Center of Safety Evaluation, Zhejiang Academy of Medical Sciences, 182 Tianmushan Road, Hangzhou, 310013, Zhejiang, China.
Collaborative Innovation Center of Yangtze River Delta Region Green Pharmaceuticals, Zhejiang University of Technology, Hangzhou, Zhejiang, China.

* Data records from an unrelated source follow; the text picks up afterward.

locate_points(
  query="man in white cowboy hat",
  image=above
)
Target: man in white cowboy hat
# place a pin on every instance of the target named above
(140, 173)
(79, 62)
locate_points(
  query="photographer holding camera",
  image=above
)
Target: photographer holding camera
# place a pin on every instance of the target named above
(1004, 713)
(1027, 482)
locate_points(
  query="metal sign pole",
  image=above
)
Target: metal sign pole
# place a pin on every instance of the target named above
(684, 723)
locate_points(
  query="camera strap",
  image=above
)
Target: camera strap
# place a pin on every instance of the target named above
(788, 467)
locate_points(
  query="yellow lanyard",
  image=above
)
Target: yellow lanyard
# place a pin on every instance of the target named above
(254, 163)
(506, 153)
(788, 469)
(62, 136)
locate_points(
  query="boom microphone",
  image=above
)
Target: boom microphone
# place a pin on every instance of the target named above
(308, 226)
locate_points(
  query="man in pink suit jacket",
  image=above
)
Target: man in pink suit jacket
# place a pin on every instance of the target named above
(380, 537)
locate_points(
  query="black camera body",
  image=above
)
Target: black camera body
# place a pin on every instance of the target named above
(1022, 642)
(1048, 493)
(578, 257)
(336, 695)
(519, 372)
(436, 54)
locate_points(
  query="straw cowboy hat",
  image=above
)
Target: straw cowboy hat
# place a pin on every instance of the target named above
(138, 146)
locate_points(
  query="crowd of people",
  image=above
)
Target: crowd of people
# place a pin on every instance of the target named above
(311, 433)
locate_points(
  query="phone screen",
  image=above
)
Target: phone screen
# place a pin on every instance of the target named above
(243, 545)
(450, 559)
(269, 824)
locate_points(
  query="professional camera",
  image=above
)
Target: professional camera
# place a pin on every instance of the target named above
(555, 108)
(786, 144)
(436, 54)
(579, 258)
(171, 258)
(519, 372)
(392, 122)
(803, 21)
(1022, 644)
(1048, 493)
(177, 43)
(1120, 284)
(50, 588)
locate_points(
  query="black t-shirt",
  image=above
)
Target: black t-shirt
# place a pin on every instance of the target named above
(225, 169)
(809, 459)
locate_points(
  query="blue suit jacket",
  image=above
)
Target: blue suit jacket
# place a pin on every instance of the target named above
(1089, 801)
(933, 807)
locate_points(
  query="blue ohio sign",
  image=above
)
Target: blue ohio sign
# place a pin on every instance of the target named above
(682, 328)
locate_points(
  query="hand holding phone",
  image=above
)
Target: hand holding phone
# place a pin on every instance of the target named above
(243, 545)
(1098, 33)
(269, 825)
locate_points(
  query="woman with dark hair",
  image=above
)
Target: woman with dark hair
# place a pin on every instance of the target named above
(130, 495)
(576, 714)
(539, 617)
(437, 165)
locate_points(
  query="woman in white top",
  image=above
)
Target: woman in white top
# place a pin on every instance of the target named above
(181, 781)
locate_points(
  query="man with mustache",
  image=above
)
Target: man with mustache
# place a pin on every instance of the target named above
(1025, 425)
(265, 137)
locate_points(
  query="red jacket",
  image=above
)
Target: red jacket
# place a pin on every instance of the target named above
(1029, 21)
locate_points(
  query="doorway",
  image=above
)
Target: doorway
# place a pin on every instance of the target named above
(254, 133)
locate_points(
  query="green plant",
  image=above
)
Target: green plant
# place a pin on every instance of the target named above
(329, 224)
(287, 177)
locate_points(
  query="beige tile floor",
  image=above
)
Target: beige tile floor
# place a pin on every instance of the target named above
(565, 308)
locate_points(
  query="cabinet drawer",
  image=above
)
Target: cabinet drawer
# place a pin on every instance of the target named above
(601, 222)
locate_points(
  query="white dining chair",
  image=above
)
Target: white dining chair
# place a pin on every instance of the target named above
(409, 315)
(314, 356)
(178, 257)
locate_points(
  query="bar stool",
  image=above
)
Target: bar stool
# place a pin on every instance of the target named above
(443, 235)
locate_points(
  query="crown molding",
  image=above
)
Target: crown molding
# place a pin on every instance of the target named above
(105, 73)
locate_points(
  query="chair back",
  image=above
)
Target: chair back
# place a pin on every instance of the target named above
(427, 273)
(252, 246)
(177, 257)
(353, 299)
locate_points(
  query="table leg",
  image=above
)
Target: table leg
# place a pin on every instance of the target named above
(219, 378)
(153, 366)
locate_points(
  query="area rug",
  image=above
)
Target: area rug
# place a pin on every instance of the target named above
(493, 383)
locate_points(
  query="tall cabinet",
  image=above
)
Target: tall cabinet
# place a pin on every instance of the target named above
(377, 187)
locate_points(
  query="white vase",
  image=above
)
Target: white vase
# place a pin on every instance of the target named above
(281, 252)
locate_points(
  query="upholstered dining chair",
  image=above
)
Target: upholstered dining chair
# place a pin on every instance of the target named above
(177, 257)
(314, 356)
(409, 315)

BMC Complement Altern Med. 2019 Nov 19;19(1):317. doi: 10.1186/s12906-019-2686-2.
Doxorubicin (DOX) is a chemotherapy drug for malignant tumors. The clinical application of DOX is limited due to its dosage relative cardiotoxicity. Oxidative damage and cardiac inflammation appear to be involved in DOX-related cardiotoxicity. Shenmai injection (SMI), which mainly consists of Panax ginsengC.A.Mey.and Ophiopogon japonicus (Thunb.) Ker Gawl, is widely used for the treatment of atherosclerotic coronary heart disease and viral myocarditis in China. In this study, we investigated the protective effect of Shenmai injection on doxorubicin-induced acute cardiac injury via the regulation of inflammatory mediators.
Male ICR mice were randomly divided into seven groups: control, DOX (10 mg/kg), SMI (5 g/kg), DOX with pretreatment with SMI (0.5 g/kg, 1.5 g/kg or 5 g/kg) and DOX with post-treatment with SMI (5 g/kg). Forty-eight hours after the last DOX administration, all mice were anesthetized for ultrasound echocardiography. Then, serum was collected for biochemical and inflammatory cytokine detection, and heart tissue was collected for histological and Western blot detection.
A cumulative dose of DOX (10 mg/kg) induced acute cardiotoxicity in mice manifested by altered echocardiographic outcome, and increased tumor necrosis factor, interleukin 6 (IL-6), monocyte chemotactic protein 1, interferon-γ, and serum AST and LDH levels, as well as cardiac cytoplasmic vacuolation and myofibrillar disarrangement. DOX also caused the increase in the expression of IKK-α and iNOS and produced a large amount of NO, resulting in the accumulation of nitrotyrosine in the heart tissue. Pretreatment with SMI elicited a dose-dependent cardioprotective effect in DOX-dosed mice as evidenced by the normalization of serum inflammatory mediators, as well as improve dcardiac function and myofibril disarrangement.
SMI could recover inflammatory cytokine levels and suppress the expression of IKK-α and iNOS in vivo, which was increased by DOX. Overall, there was evidence that SMI could ameliorate DOX-induced cardiotoxicity by inhibiting inflammation and recovering heart dysfunction.
阿霉素(DOX)是一种用于恶性肿瘤的化疗药物。由于其剂量相关的心脏毒性,DOX 的临床应用受到限制。氧化损伤和心脏炎症似乎与 DOX 相关的心脏毒性有关。参麦注射液(SMI)主要由人参和麦冬组成,在中国广泛用于治疗动脉粥样硬化性冠心病和病毒性心肌炎。在这项研究中,我们通过调节炎症介质来研究参麦注射液对阿霉素诱导的急性心脏损伤的保护作用。
雄性 ICR 小鼠随机分为七组:对照组、DOX(10mg/kg)、SMI(5g/kg)、DOX 预处理 SMI(0.5g/kg、1.5g/kg 或 5g/kg)和 DOX 后处理 SMI(5g/kg)。DOX 给药后 48 小时,所有小鼠均进行超声心动图检查。然后,收集血清进行生化和炎症细胞因子检测,并收集心脏组织进行组织学和 Western blot 检测。
累积剂量的 DOX(10mg/kg)在小鼠中引起急性心脏毒性,表现为超声心动图结果改变,肿瘤坏死因子、白细胞介素 6(IL-6)、单核细胞趋化蛋白 1、干扰素-γ和血清 AST 和 LDH 水平升高,以及心脏细胞质空泡化和肌原纤维排列紊乱。DOX 还导致 IKK-α 和 iNOS 的表达增加,并产生大量的 NO,导致心脏组织中硝基酪氨酸的积累。SMI 预处理在 DOX 给药的小鼠中表现出剂量依赖性的心脏保护作用,表现在血清炎症介质的正常化,以及改善的心脏功能和肌原纤维排列紊乱。
SMI 可以恢复体内 DOX 升高的炎症细胞因子水平,并抑制 IKK-α 和 iNOS 的表达。总的来说,有证据表明 SMI 可以通过抑制炎症和恢复心脏功能来改善 DOX 诱导的心脏毒性。